L’extrême droite prend possession de Carpentras

C’est bien confirmé, sans surprise : Hervé de Lépinau (RN) a bien été élu maire de Carpentras ce vendredi 27 mars lors du conseil municipal d’installation à l’hôtel de ville et succède à Serge Andrieu (DVG), désormais dans l’opposition après avoir terminé à la troisième place ce dimanche.

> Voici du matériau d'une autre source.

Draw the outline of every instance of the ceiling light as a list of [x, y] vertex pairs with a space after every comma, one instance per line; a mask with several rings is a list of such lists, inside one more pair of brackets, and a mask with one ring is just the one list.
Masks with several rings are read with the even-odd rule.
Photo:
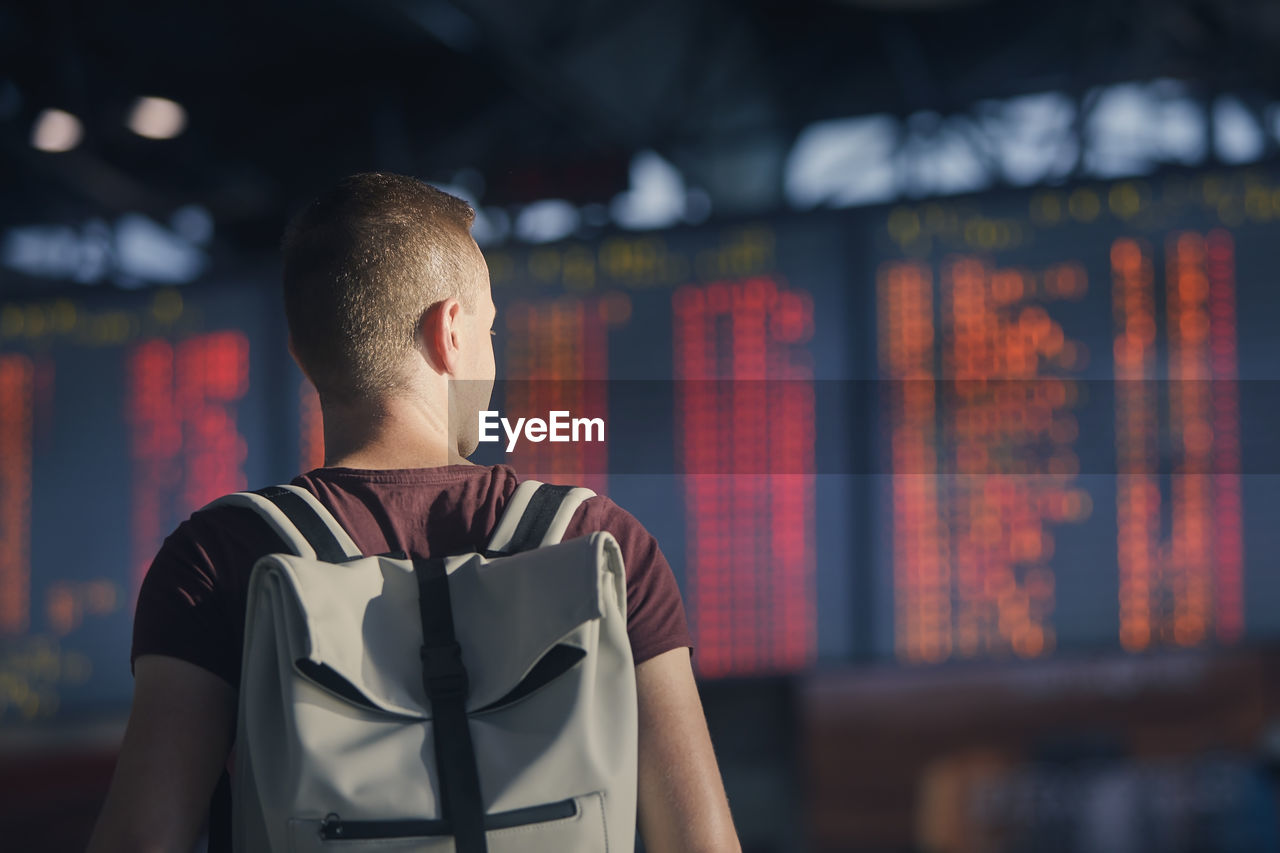
[[129, 113], [128, 126], [148, 140], [172, 140], [187, 127], [187, 110], [168, 97], [140, 97]]
[[45, 110], [31, 128], [31, 145], [41, 151], [70, 151], [83, 137], [79, 119], [65, 110]]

Il a été élu avec le vote des 30 élus de sa majorité, contre 5 votes blancs et 4 votes nuls, ceux de la nouvelle opposition. Un conseil expédié en moins d’une heure, à l’issue duquel il a rappelé son triptyque de priorités pour la capitale du Comtat Venaissin, reprenant, bien qu’il s’en défende, les discours du parti à la flamme au niveau national, à sécurité, propreté et attractivité. Un mandat de 7 ans qui « sera pleinement dédié à ces objectifs », insiste-t-il, avant de pointer qu’il ne pourra pas le faire « sans le bloc intercommunal ». Il cible ainsi directement la direction de la Communauté d’Agglomération Ventoux Comtat Venaissin (CoVe), qui a fixé le conseil communautaire d’installation à ce mardi 31 mars, alors qu’il était possible de le fixer jusqu’à quatre semaines après la fin des élections. « L’exécutif sortant nous prive d’un temps d’échange indispensable à la co-construction. Cette accélération ne fait que marginaliser Carpentras », glisse-t-il, sentant sans doute la présidence de la communauté de communes, un autre de ses objectifs, filer entre les doigts de l’extrême droite. Un message adressé directement à Jacqueline Bouyac, désormais élue d’opposition et présidente sortante de la CoVe. « Je serais bien restée quatre semaines de plus. J’avais le droit, d’après la loi, d’organiser ce conseil dès ce samedi et je fais juste ce que la loi m’autorise à faire. Ils avaient largement le temps de discuter avant. S’ils doivent se voir, ils ont huit jours », rétorque-t-elle.

Correspondre aux valeurs

La nouvelle opposition, constituée de 9 élus en deux groupes distincts, n’aura pas tardé à se faire entendre. Dès la fin du vote du nouveau maire, Francis Adolphe (DVG), maire de 2008 à 2018, qui a dû démissionner suite à une affaire de violences conjugales et qui a terminé à la deuxième place de la triangulaire dimanche, donne le ton en regrettant la possibilité, « dans l’éventail démocratique », de voter contre l’élection du maire, ses bulletins avec l’inscription « contre » étant finalement classés comme nuls. « Personne n’a le patronyme Contre ici », répond le nouveau premier édile, se permettant d’ajouter que l’élu d’opposition « aille à l’Élysée s’il veut changer les règles ». Plus tard, Francis Adolphe a notamment affirmé son soutien au monde associatif « qui se pose beaucoup de questions et que nous défendrons ». Du côté du camp de Serge Andrieu, c’est Jacqueline Bouyac qui a assuré qu’elle et les élus issus de la liste du maire sortant ont « à cœur de défendre tous les Carpentrassiens sans distinction » et qu’ils exprimeront leurs « désaccords » lorsque « certaines orientations ne correspondent pas aux valeurs que nous portons ».

Les adjoints

1ère adjointe, Pascale Demuru, enseignante et ex-conseillère municipale déléguée au commerce de Serge Andrieu qui a démissionnée en 2023. 2e adjoint, Jean-Marc Issartier, consultant international et ingénieur des Transports. 3e adjointe, Laurence Bigotte, retraitée, ancienne directrice générale des services territoriaux. 4e adjoint, Pierre Bourdelles. 5e adjointe, Nathalie Tournier. 6e adjoint, Bertrand de la Chesnais, ancien général de corps d’armée et ancien directeur de campagne d’Éric Zemmour aux élections présidentielles de 2022. 7e adjointe, Isabelle Evrard. 8e adjoint, Thierry D’Aigremont, référent du Rassemblement national en Vaucluse. 9e adjointe, Laetitia Colomb. 10e adjoint, Jihad Meroueh.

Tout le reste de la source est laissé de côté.